Howdy!.....right back at ya Dave. Fancy meeting you here.

Looking foward to the new forum.

Bob


----------



## jd318_mazz (Sep 16, 2003)

Hey Bob - Guess word is starting to get around. Spose we better start talking tractors pretty soon though, so here we go.

Mowed the back lawn last night. The bagger filled up four times. Not bad considering it had been two weeks since the last mowing. My back lawn is about an acre. (There's another acre and a half in back that I don't mow. Too many trees!)

Mowed the front lawn tonight. The bagger filled up three times. Again not bad. My front lawn is a little over 3/4 acre.

Guess I better plan on doing some fluid changes this coming weekend. My '92 318 is approaching 450 hours. - Dave


----------



## Jim_WV (Sep 16, 2003)

Hey Bob and Mazz, good to see ya'all here too , is it Ok if I discuss my L120 once in awhile here too ?  

Take care !
Jim


----------



## Michael (Sep 16, 2003)

Bob_WV this is a nice site. I sure hope the folks do not try and kicks us out with the L-120's we own. I sure like mine a lot better then my pervious tractor.
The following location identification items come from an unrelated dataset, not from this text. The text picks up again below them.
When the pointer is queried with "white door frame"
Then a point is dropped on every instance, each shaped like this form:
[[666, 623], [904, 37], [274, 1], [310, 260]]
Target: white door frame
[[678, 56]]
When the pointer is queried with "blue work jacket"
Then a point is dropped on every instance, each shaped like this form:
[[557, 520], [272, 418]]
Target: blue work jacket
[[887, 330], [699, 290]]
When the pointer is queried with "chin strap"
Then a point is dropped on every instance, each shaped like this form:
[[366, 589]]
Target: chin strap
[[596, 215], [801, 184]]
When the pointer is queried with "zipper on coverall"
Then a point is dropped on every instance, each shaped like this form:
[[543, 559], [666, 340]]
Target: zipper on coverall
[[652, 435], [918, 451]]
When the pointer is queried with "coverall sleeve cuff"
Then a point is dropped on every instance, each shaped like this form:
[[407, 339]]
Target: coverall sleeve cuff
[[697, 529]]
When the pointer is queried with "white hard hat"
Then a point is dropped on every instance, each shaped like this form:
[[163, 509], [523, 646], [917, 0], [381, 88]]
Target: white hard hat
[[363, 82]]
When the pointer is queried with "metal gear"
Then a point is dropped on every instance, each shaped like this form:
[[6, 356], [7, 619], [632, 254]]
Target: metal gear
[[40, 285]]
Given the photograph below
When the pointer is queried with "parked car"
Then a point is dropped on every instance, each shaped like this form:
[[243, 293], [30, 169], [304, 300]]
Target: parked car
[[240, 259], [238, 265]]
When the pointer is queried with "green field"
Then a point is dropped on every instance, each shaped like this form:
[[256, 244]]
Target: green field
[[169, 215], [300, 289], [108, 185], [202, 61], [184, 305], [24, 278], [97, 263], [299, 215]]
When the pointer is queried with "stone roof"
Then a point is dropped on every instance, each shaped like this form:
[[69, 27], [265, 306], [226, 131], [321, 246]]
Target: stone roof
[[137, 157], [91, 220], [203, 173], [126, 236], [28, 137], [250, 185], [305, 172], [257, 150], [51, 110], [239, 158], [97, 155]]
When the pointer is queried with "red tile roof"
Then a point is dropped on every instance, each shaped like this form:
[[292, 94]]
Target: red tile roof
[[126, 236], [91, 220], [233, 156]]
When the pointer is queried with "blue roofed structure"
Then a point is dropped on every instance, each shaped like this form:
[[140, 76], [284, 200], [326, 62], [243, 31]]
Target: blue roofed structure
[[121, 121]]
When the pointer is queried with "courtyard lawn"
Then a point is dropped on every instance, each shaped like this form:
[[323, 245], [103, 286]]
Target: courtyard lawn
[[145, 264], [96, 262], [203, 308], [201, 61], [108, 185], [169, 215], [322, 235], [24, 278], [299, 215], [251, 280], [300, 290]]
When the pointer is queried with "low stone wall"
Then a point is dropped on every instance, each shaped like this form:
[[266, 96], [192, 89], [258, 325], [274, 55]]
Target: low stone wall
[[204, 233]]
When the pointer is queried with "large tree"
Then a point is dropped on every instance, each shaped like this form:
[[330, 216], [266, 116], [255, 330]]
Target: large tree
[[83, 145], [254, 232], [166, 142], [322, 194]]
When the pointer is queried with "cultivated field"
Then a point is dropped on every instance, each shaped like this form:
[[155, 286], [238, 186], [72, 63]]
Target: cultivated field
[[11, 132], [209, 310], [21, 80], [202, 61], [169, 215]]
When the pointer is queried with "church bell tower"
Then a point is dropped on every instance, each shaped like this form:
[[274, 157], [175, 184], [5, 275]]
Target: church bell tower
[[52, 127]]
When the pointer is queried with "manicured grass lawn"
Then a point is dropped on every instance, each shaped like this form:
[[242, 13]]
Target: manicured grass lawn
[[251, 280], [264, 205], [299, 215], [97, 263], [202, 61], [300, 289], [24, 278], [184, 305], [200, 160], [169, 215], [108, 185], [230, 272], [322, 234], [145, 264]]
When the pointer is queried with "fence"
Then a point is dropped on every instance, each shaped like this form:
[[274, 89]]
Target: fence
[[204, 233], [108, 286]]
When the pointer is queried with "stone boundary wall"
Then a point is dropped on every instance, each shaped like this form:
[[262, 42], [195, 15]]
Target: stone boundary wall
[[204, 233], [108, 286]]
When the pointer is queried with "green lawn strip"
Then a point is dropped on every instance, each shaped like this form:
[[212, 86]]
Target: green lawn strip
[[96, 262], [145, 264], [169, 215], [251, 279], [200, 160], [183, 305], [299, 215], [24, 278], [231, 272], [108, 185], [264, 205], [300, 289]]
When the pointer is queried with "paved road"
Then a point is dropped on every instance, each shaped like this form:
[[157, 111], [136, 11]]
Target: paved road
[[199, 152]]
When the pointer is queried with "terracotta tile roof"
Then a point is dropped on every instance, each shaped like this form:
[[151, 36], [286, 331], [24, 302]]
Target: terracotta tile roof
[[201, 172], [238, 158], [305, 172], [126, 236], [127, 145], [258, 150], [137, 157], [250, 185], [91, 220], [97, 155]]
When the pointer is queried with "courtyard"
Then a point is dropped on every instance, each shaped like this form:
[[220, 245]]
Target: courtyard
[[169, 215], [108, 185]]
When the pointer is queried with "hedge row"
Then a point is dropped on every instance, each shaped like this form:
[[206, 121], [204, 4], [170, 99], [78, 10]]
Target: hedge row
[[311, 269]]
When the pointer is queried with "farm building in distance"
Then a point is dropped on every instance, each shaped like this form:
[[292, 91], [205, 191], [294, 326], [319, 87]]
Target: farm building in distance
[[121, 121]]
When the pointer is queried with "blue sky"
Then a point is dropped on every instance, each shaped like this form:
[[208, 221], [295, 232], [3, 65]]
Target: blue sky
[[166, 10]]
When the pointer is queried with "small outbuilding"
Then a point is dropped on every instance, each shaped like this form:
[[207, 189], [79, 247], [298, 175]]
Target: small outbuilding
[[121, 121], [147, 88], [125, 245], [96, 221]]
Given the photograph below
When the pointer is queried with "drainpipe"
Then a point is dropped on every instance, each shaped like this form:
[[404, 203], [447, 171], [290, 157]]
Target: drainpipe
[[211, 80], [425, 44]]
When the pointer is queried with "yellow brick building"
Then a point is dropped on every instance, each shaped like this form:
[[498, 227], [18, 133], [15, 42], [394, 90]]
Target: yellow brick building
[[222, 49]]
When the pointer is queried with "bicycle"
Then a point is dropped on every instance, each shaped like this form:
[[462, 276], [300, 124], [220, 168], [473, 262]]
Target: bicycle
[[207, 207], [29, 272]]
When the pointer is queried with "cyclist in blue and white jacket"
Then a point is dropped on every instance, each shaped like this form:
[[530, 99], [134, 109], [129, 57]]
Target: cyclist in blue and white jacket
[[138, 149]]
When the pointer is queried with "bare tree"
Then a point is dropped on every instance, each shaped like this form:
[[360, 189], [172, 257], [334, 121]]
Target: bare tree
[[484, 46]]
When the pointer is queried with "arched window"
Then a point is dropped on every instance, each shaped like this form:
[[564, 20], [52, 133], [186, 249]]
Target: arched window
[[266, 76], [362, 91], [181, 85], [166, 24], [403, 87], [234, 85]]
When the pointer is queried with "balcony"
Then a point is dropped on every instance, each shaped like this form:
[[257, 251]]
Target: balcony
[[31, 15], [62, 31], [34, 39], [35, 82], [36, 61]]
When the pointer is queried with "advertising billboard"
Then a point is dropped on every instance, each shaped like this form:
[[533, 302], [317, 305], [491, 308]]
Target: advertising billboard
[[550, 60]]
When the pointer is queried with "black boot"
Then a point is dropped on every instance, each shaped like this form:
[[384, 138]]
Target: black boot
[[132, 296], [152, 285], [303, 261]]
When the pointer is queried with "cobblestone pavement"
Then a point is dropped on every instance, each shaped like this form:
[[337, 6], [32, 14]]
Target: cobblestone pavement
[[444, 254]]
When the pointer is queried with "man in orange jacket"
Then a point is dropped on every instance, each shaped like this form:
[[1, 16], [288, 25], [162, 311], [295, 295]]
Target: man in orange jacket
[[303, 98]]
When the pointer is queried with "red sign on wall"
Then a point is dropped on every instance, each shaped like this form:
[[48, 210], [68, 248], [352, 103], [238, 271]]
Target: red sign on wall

I try to avoid using the name Craftsman because it was not really all that good as compared to the JD.


----------



## bontai Joe (Sep 16, 2003)

Hi guys!
Mazz318, it's a comfort to see that where ever I go for tractor info, you are already there. Good to see the rest of you too. I'm currently trying to get the electric PTO clutch off my old 316 motor to put it on the new one. Mazz might remember my asking for advise on the SSB John Deere Discussion forum back in July as to whether or not to rebuild. A back injury and a lot of bad weather has slowed me up a LOT! But I am now getting it done. Any info on how this clutch comes off without damaging it would be greatly appreciated. This seems like it will become a great forum, but WFM will always be my favorite.


----------



## Stewart (Sep 17, 2003)

I have the L-130 and like it a lot. No problems so far, except the dreaded backfire once and awhile!


----------